Ce par quoi il échoue, c’est, en réalité, ce par quoi il a été meurtri par Anthony Hopkins. Ça mettait une connexion dynamique entre ces différentes générations sur la façon dont on hérite de traumatismes. Et sur la manière dont quelque part, si on ne fait pas la paix avec son passé, on n’en finira pas d’être celui qui tente de régler ses comptes avec l’enfant douloureux qu’on a été. Et avec les meilleures intentions, ça peut nous envoyer aux pires endroits.
Un petit mot quand même avant que l’on se quitte sur la fin de votre film. Peut-on y voir, en substance, un commentaire, sinon une observation, sur le port d’armes aux États-Unis?
FZ : Alors c’est une question qui est difficile en peu de temps. Comme vous le savez, c'est une pièce française au début, donc, ça serait mentir que de dire que c’était un regard sur l’Amérique. Mais j’ai été obligé de me poser la question de la résonance de l’arme dans un contexte américain. C’est pour cette raison d’ailleurs que j’ai décidé de ne pas la filmer. Elle est presque représentée de manière allégorique derrière une machine à laver. Il y a des plans d’une machine à laver qui ne cesse de tourner. On ne sait pas très bien ce que ça veut dire, mais on pressent quelque chose de l’ordre du danger, comme quelque chose qui serait inarrêtable, comme la tragédie qui est en cours.
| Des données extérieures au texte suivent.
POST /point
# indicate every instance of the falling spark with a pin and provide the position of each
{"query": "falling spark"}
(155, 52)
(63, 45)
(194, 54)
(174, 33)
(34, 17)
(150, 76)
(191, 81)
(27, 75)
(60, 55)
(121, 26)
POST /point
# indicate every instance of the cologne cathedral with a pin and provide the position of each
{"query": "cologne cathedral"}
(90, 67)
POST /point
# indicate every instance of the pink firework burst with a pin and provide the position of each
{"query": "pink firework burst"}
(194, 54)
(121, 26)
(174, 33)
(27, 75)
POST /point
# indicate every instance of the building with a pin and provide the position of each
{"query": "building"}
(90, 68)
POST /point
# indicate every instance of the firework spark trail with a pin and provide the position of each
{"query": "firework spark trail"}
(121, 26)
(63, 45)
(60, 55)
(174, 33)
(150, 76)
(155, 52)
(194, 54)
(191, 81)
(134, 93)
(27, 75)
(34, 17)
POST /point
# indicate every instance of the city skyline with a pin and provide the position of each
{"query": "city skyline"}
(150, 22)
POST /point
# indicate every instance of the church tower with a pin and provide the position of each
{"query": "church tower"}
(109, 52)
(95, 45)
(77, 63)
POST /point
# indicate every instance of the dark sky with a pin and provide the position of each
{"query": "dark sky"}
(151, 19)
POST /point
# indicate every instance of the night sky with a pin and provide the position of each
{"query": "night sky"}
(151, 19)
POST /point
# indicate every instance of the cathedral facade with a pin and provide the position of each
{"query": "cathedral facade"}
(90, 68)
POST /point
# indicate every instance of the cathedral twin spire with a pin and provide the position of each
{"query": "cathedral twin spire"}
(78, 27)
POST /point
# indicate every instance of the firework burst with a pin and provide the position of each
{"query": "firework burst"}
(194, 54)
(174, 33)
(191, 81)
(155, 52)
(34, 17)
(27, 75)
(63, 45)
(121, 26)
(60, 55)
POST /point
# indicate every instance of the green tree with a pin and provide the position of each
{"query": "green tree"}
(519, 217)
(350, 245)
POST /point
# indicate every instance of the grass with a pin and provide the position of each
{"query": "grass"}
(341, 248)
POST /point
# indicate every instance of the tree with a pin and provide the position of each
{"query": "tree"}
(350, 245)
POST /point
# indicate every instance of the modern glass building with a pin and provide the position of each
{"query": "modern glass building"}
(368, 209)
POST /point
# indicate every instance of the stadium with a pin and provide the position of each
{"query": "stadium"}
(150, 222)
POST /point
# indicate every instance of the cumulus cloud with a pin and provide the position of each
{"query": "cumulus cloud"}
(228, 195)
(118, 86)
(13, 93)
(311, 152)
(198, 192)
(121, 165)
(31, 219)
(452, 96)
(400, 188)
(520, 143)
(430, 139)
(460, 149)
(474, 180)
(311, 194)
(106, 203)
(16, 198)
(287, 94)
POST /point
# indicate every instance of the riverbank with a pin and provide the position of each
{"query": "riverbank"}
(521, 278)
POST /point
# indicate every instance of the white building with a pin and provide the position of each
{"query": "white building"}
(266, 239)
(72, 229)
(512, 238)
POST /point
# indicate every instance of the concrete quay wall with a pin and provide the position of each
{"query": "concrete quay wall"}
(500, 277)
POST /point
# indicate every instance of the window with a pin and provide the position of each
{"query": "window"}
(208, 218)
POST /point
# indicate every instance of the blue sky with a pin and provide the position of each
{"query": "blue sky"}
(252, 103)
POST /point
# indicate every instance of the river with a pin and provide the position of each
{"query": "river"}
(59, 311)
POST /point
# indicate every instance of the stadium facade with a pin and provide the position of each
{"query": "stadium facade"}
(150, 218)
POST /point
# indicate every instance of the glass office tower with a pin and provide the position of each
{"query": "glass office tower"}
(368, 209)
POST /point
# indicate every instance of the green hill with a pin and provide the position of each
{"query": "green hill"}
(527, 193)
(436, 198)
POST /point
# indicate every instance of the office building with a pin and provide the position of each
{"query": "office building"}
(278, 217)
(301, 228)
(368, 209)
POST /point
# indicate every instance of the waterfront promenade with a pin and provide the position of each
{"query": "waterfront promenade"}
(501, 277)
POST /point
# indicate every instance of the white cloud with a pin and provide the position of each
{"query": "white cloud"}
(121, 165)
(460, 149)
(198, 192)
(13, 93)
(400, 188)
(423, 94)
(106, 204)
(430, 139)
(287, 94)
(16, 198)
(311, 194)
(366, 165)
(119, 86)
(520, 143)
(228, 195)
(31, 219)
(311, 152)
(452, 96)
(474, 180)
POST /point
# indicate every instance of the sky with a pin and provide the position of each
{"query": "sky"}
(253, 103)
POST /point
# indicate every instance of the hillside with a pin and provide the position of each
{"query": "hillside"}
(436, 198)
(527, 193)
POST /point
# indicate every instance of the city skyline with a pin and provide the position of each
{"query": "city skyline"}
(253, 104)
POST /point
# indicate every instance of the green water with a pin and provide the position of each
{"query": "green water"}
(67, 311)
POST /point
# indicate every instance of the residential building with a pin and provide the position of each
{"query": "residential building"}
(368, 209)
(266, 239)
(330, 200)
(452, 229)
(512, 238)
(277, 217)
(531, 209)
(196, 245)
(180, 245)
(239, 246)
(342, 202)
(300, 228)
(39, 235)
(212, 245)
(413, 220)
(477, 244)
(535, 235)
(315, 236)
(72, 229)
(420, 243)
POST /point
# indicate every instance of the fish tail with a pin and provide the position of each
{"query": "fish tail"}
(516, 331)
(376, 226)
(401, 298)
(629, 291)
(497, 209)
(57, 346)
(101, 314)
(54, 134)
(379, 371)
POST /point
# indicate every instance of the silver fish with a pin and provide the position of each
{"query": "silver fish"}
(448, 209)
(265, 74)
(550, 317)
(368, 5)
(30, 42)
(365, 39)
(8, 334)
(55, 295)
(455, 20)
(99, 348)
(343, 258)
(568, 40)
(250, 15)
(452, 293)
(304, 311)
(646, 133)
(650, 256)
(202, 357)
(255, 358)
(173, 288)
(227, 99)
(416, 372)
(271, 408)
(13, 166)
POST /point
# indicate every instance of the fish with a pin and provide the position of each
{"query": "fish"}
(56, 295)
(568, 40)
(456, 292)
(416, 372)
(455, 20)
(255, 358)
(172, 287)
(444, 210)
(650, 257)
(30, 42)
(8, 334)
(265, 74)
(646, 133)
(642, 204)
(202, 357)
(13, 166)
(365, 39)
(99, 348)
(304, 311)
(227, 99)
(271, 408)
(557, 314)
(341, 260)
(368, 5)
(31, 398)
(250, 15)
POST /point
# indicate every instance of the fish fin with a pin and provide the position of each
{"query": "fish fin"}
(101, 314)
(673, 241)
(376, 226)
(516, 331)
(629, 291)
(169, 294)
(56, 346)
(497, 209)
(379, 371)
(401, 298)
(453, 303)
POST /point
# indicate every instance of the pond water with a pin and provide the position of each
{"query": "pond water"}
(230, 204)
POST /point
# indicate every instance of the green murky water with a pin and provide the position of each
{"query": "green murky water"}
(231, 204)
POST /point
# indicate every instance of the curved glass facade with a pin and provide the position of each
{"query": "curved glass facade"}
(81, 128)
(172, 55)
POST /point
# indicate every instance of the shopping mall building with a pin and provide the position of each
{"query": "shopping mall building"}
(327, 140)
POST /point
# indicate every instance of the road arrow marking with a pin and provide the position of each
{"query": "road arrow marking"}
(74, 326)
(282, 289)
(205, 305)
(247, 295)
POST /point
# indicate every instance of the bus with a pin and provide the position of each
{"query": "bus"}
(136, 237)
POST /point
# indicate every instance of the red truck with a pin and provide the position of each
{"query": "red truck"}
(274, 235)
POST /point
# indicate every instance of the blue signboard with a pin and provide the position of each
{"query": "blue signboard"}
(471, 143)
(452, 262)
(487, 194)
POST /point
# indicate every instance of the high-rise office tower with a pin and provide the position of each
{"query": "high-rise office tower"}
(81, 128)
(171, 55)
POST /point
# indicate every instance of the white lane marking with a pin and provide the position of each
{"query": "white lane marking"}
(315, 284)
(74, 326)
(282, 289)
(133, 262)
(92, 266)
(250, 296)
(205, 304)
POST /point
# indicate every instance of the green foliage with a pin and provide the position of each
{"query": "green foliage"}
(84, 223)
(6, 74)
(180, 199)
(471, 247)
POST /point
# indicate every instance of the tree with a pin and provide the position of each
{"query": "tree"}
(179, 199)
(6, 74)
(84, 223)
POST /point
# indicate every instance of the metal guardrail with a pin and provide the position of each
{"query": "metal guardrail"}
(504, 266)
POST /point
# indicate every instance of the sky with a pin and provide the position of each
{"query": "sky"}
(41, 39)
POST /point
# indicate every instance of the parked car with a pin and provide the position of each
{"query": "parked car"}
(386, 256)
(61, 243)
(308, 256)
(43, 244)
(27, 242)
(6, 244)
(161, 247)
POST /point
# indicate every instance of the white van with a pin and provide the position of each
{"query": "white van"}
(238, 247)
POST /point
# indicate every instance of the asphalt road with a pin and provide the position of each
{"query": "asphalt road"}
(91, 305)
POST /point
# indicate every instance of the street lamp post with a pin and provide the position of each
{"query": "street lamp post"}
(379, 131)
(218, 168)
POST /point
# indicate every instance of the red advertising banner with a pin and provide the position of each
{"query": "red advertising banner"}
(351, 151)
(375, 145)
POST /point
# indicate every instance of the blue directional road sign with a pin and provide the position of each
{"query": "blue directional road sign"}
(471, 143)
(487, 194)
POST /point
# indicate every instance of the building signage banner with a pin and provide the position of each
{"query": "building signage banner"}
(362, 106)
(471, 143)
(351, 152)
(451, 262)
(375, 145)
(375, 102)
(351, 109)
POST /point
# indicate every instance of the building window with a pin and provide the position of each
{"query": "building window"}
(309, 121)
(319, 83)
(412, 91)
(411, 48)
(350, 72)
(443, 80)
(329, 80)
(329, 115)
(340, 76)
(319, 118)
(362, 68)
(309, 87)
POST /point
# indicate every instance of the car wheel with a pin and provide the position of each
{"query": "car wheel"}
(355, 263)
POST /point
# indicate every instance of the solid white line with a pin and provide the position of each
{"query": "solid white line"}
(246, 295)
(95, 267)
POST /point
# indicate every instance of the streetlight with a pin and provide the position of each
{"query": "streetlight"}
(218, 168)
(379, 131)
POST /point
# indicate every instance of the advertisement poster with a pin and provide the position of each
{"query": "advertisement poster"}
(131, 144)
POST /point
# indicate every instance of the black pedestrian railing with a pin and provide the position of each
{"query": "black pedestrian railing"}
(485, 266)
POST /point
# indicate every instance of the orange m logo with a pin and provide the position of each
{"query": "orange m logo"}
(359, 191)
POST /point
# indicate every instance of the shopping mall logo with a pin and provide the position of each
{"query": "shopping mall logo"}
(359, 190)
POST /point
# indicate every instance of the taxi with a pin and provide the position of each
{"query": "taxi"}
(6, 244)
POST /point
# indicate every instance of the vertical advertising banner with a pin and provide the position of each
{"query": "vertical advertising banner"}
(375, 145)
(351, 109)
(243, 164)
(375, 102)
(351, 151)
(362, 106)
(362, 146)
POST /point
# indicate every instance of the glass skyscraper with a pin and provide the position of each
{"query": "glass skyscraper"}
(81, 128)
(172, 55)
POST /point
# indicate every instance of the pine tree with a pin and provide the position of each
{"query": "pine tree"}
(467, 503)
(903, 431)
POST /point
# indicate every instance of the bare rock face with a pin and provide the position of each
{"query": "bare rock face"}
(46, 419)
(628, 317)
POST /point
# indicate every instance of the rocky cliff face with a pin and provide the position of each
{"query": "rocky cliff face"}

Mais on le relie psychiquement à l’idée du fusil qui est censé avoir été donné par le grand-père. D’ailleurs on le voit chez lui, de façon très rapide, pour qu’il y ait juste une présence visuelle. Mais comme disait Tchekhov, quand on mentionne une arme à feu dans l’acte un, on sait que l’acte cinq nous précipitera dans la tragédie. Et je voulais vraiment que ça ne soit pas simplement un ressort scénaristique, mais que ça soit une impression latente, et qui ne fera que grandir, comme une prise d’otage quelque part.
Il n’en demeure pas moins qu’il y a un enfant qui n’est pas bien et un père qui laisse l’arme à feu dans l’appartement. C’est quelque chose qui pourrait susciter la suspicion. Mais moi, je crois que c’est ce que font les gens. Les gens font des erreurs, de grosses erreurs, et parfois juste sous nos yeux. Je crois que ce sont ce que les gens font malheureusement.
«The Son» est à découvrir au cinéma le 1er mars.